There is a reason I didn’t talk about binding, winding, fuhlen, slicing, and so forth in my last post. Those are advanced topics. Those are ways to break someone’s device or cutting pattern. And if you are a novice they are useless to you.
For years I’ve heard people complaining about how hard it is to enter the bind. They complain that when they throw their cuts from vom Tag like good little Germans their opponent doesn’t cooperate by binding. Others complain that their swords are too bouncy and that’s why they can’t bind.
Almost immediately after starting work on these cutting patterns I realized that this is bullshit. Getting into the bind is trivial. I am doing it constantly without even trying. Even my novices with only a month or two of experience are getting into interesting binding situations.
Note to train this:
cut, thrusts, guards–soft and hard.
“Instant” and “Before”, “After” without hurry.
Do not seek close combat prematurely.
Those who aim for close combat
before they are ready, are cut down. — Liechtenauer
The difference is that we are no longer seeking the bind. The bind just happens. If you rush in actively trying to seek the bind or worse, close combat, you will get cut down. That’s why we keep seeing so many doubles occur during the onset or wide play.
Instead you should just allow the bind to occur naturally. When using tight, fast cuts with your arms extended your opponent has no choice but to do the same. To repeat the quote from yesterday,
Cut close into him, to the head and to the body, so he cannot change-through in front of your point. And when the cut ends up in the bind you shall not hesitate but shall quickly and fluently make attacks against the nearest opening, using the five strikes and other techniques that will be described later. — Ringeck
There it is in black and white. Cutting close to him, which means not taking big swings from contracted guards, will lead you to the bind.
Now I know some people are against what they see as “wimpy little cuts” thrown from the hands and wrists. But with a nice long hilt, you can obtain a lot of power by only moving one or both hands in relation to each other. Which may be why it is written,
Strike to the head, to the body,
do not refrain from swift strikes. — Liechtenauer
Now if you are on the defensive, you can use this advice to enter the bind,
In defending his person, a man must always hold his arms well extended, not only so that he will come to drive the blows of the enemy to the outside at a distance from his body, but it also makes him stronger and swifter in striking. — Manciolino
This kind of attitude is why Meyer’s version of the primary guards are so far forward. He doesn’t want you to wait of the attack with your hands held back and close the body. He wants you to be out there taking the fight to the opponent even when defending.
But back to my point. Until you’ve mastered the onset and the cutting patterns that emerge from it there is no point in working on binding techniques. You’ll never get close enough to actually need them. And if you try to force it anyways you’ll just be that much worse off.
Likewise your opponent needs to learn how to defend himself from the cutting patterns. If he is struck on the first or second swing, there is no point in thinking about the bind. He needs to put up a strong defense so that you’ll actually need the binding techniques.

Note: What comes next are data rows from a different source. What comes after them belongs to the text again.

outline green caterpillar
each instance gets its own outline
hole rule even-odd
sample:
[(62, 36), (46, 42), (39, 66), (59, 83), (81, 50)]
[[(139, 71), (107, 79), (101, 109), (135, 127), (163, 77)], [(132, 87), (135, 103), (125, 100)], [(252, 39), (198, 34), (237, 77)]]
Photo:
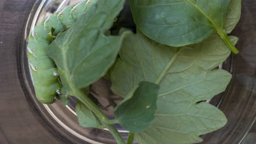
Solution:
[(68, 6), (48, 16), (36, 26), (27, 45), (28, 57), (37, 99), (42, 103), (54, 103), (61, 94), (59, 74), (47, 49), (55, 37), (70, 27), (86, 11), (90, 0)]

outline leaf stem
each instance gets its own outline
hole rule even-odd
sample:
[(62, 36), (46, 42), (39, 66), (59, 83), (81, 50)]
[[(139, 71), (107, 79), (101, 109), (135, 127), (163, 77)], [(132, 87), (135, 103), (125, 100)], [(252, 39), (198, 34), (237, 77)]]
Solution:
[(105, 121), (111, 122), (112, 120), (108, 119), (100, 108), (82, 92), (76, 89), (73, 89), (73, 93), (75, 94), (74, 95), (75, 95), (80, 101), (87, 106), (95, 115), (98, 117), (99, 119), (102, 121), (104, 125), (108, 128), (111, 134), (112, 134), (118, 144), (125, 144), (122, 136), (120, 135), (115, 127), (114, 127), (113, 124), (109, 124), (105, 122)]
[(165, 76), (165, 75), (168, 72), (168, 70), (169, 70), (170, 68), (172, 65), (172, 64), (174, 63), (175, 60), (176, 60), (177, 57), (179, 55), (179, 53), (182, 51), (183, 48), (184, 48), (184, 47), (178, 47), (178, 51), (175, 53), (174, 56), (172, 57), (172, 59), (171, 59), (171, 61), (169, 62), (168, 65), (165, 68), (165, 69), (164, 70), (164, 71), (162, 73), (162, 74), (161, 74), (160, 76), (158, 78), (158, 79), (155, 81), (155, 84), (158, 84), (158, 85), (159, 84), (161, 80), (162, 80), (164, 76)]
[(129, 133), (129, 135), (128, 136), (128, 140), (127, 140), (127, 144), (132, 144), (133, 142), (134, 139), (134, 133), (132, 132)]
[(187, 2), (190, 3), (191, 4), (192, 4), (194, 7), (195, 7), (200, 13), (203, 15), (210, 22), (212, 23), (213, 25), (213, 27), (214, 27), (216, 31), (218, 32), (218, 34), (219, 35), (220, 38), (222, 38), (222, 40), (226, 44), (226, 45), (229, 47), (229, 49), (234, 53), (234, 54), (237, 54), (239, 53), (238, 50), (236, 49), (236, 47), (234, 46), (234, 45), (232, 44), (232, 43), (230, 41), (230, 40), (229, 39), (229, 37), (228, 37), (228, 35), (226, 34), (226, 33), (225, 32), (224, 30), (220, 29), (218, 25), (216, 24), (215, 21), (214, 21), (212, 18), (209, 17), (207, 14), (206, 14), (197, 5), (195, 4), (194, 3), (191, 2), (190, 0), (187, 0)]

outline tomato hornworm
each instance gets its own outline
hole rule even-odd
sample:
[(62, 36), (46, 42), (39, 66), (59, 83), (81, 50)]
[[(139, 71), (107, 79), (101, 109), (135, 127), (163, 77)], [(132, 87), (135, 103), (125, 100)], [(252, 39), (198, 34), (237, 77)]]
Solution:
[(36, 95), (42, 103), (53, 104), (61, 94), (57, 69), (47, 53), (49, 45), (60, 33), (75, 22), (90, 4), (90, 0), (85, 0), (50, 15), (34, 27), (29, 37), (28, 61)]

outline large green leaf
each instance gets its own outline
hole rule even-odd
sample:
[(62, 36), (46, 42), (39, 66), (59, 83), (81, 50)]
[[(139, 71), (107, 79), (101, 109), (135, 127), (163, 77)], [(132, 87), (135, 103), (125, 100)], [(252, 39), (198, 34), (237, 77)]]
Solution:
[(159, 89), (158, 85), (141, 82), (115, 107), (114, 113), (117, 122), (133, 133), (148, 128), (155, 118)]
[(242, 0), (230, 0), (225, 25), (225, 30), (228, 33), (231, 33), (240, 19), (241, 3)]
[(73, 89), (85, 87), (103, 76), (113, 64), (127, 33), (106, 36), (104, 33), (124, 1), (92, 1), (80, 19), (50, 45), (48, 53), (57, 67), (62, 91), (72, 95)]
[(104, 128), (102, 123), (95, 114), (83, 103), (78, 100), (75, 105), (75, 112), (79, 125), (85, 128)]
[(138, 29), (149, 38), (172, 46), (201, 41), (217, 32), (235, 53), (224, 31), (230, 0), (131, 0)]
[[(237, 38), (230, 37), (233, 44)], [(126, 95), (140, 81), (159, 83), (160, 88), (155, 122), (136, 133), (136, 141), (147, 143), (192, 143), (199, 135), (218, 129), (226, 123), (214, 106), (197, 102), (224, 91), (231, 77), (213, 69), (230, 51), (213, 35), (190, 47), (170, 47), (137, 33), (125, 39), (111, 73), (112, 90)]]

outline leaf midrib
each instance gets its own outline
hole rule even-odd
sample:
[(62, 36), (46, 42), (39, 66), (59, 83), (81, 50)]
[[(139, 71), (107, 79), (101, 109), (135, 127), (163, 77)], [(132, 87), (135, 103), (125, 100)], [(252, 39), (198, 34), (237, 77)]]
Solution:
[(167, 64), (167, 65), (165, 68), (165, 70), (162, 71), (162, 73), (161, 74), (159, 77), (155, 81), (155, 83), (158, 84), (158, 85), (159, 84), (159, 83), (161, 82), (162, 79), (164, 78), (164, 77), (165, 77), (165, 76), (167, 73), (167, 71), (170, 69), (171, 66), (172, 66), (172, 64), (173, 64), (173, 63), (175, 62), (175, 60), (176, 60), (179, 54), (184, 49), (184, 47), (179, 47), (178, 49), (179, 49), (175, 53), (174, 55), (172, 58), (169, 63)]
[(217, 23), (215, 22), (210, 17), (209, 17), (207, 14), (206, 14), (200, 8), (197, 7), (197, 5), (195, 5), (194, 3), (191, 2), (190, 0), (186, 0), (188, 2), (192, 4), (196, 9), (197, 9), (204, 16), (205, 16), (208, 20), (211, 22), (211, 23), (213, 25), (213, 27), (214, 27), (216, 31), (218, 32), (218, 33), (220, 35), (221, 34), (222, 34), (222, 32), (220, 31), (219, 29), (219, 27), (217, 25)]

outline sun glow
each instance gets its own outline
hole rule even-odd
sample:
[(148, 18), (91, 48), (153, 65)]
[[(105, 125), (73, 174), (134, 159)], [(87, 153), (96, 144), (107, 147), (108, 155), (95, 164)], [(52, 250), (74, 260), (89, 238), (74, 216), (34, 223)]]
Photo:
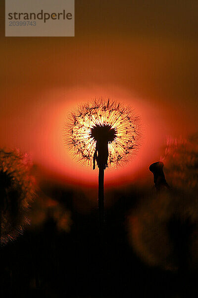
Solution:
[(96, 99), (71, 113), (65, 125), (64, 141), (78, 161), (90, 165), (97, 145), (95, 136), (103, 130), (100, 136), (106, 136), (108, 142), (106, 166), (117, 167), (137, 152), (141, 137), (140, 126), (139, 117), (130, 106), (109, 99)]

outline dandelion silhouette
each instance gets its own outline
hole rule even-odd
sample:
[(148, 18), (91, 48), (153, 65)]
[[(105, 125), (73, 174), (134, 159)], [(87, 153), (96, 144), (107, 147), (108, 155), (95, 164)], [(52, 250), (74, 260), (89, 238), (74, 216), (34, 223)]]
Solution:
[(0, 239), (3, 245), (23, 233), (34, 192), (27, 154), (0, 149)]
[(99, 168), (99, 207), (103, 222), (104, 170), (123, 165), (135, 153), (141, 138), (139, 117), (130, 106), (109, 99), (95, 99), (72, 113), (65, 143), (83, 165)]

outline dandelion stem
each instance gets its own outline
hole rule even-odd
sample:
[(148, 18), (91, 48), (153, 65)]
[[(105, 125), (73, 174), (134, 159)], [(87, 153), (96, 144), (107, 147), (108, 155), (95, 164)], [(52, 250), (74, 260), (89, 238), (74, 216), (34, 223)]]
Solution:
[(102, 233), (104, 224), (104, 168), (99, 167), (99, 227), (101, 233)]

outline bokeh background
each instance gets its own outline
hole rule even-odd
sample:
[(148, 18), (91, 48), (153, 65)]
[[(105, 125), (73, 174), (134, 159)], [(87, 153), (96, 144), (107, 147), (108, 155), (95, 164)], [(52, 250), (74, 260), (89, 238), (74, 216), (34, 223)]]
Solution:
[(71, 109), (104, 96), (130, 103), (144, 135), (131, 162), (105, 171), (104, 297), (182, 297), (181, 277), (136, 255), (126, 222), (167, 136), (197, 131), (198, 2), (76, 0), (75, 36), (65, 38), (5, 37), (0, 5), (0, 144), (30, 154), (39, 189), (32, 228), (1, 249), (1, 290), (99, 297), (98, 172), (73, 159), (62, 135)]

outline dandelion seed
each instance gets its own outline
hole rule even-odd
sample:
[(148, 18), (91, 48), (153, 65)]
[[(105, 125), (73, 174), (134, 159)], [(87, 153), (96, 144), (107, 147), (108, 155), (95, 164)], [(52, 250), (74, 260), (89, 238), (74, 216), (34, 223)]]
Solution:
[(0, 239), (3, 245), (23, 233), (34, 195), (31, 163), (19, 150), (0, 149)]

So even if you are a die hard Liechtenauer fan, take some time to learn Meyer’s cutting patterns. They aren’t that hard, but they need to be practiced both slowly with precision and quickly with vigor. You’ll find that those binding scenarios that Liechtenauer spends so much time talking about start occurring all the time in your free sparring. And you’ll never again want to start a binding drill with “and both fencers throw a zornhau from vom Tag”.